Poliziotto salva bimbo da abusi e dopo vent'anni battezza sua figlia
Una storia che colpisce per la sua profondità umana: vent’anni fa un giovane venne salvato da una realtà di abusi grazie a un'operazione di polizia, oggi quel ragazzo – ormai diventato uomo – ha chiesto al suo “salvatore” di battezzare sua figlia. Un gesto che racchiude gratitudine e riconoscimento per l’impegno che gli ha permesso di costruire una nuova vita.
Era il 2007 quando la Polizia di Enna scoprì che una casa famiglia, che avrebbe dovuto essere un rifugio per minori, nascondeva un sistema di maltrattamenti e abusi. I bambini, tra cui alcuni disabili, vivevano in condizioni di estrema sofferenza, privati di cibo adeguato e dignità. A condurre quell’indagine fu un team di agenti, tra cui Mario Giannotta, allora impegnato nella sezione reati contro minori. La loro azione smantellò quella struttura, permettendo ai piccoli ospiti di essere salvati da una situazione di degrado.
Tra i minori c’era anche un ragazzo di 12 anni, oggi adulto e padre. Proprio lui, riconoscente per il cambiamento radicale che quell’intervento gli aveva regalato, ha voluto celebrare quel legame profondo chiedendo al commissario Giannotta di diventare padrino della sua bambina.
“È stata un’emozione unica – racconta Mario Giannotta – vedere come quel ragazzo, che un tempo viveva un dramma inimmaginabile, oggi sia un uomo felice, con una famiglia e una nuova vita. È raro che il nostro lavoro, spesso silenzioso e lontano dai riflettori, riceva un riconoscimento così speciale”.

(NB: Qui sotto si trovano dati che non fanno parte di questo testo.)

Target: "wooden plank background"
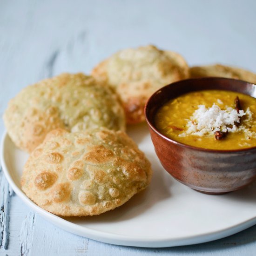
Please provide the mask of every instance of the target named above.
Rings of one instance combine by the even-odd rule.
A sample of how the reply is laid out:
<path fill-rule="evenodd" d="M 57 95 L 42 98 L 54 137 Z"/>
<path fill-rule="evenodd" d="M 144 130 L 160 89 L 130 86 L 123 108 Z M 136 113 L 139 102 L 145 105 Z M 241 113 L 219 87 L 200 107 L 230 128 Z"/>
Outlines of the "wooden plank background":
<path fill-rule="evenodd" d="M 180 53 L 190 65 L 220 62 L 256 72 L 256 12 L 253 0 L 0 0 L 0 114 L 28 84 L 63 72 L 88 74 L 117 50 L 149 43 Z M 1 121 L 1 134 L 4 129 Z M 2 172 L 0 208 L 1 256 L 256 251 L 256 226 L 211 243 L 165 249 L 118 246 L 75 236 L 31 211 L 9 191 Z"/>

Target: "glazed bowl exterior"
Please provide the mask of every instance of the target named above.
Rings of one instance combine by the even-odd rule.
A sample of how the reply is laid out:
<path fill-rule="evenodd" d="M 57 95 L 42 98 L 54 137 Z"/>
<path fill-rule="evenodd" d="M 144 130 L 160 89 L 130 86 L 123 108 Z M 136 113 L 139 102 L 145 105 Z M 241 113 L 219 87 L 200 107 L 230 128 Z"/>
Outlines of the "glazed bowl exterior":
<path fill-rule="evenodd" d="M 146 119 L 155 152 L 164 168 L 190 188 L 209 194 L 239 189 L 256 179 L 256 147 L 230 150 L 207 149 L 176 141 L 156 128 L 156 112 L 182 94 L 201 90 L 225 90 L 256 97 L 256 85 L 222 78 L 182 80 L 157 91 L 145 107 Z"/>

L’operazione, battezzata “Quadrifoglio”, si era conclusa con l’arresto dei responsabili della comunità e la liberazione dei bambini. “Ricordo ancora gli occhi di quei piccoli – continua Giannotta – che per la prima volta dopo tanto tempo iniziavano a vedere una possibilità di futuro. Questa vicenda mi ha fatto capire che ogni intervento, per quanto complesso, può davvero lasciare un segno”.
Il battesimo, avvenuto in una chiesa della provincia, è stato carico di simbolismo e speranza. “Quando mi ha chiesto di essere il padrino, ho provato un orgoglio immenso – conclude Giannotta – perché è la dimostrazione che ciò che abbiamo fatto allora ha avuto un senso. Oggi vedo un uomo che ha saputo restituire tutto l’impegno che abbiamo messo nel salvarlo”.
Una storia di rinascita, gratitudine e legami che vanno oltre il tempo, capace di ricordare come un gesto di giustizia possa trasformarsi in una scintilla di speranza per il futuro.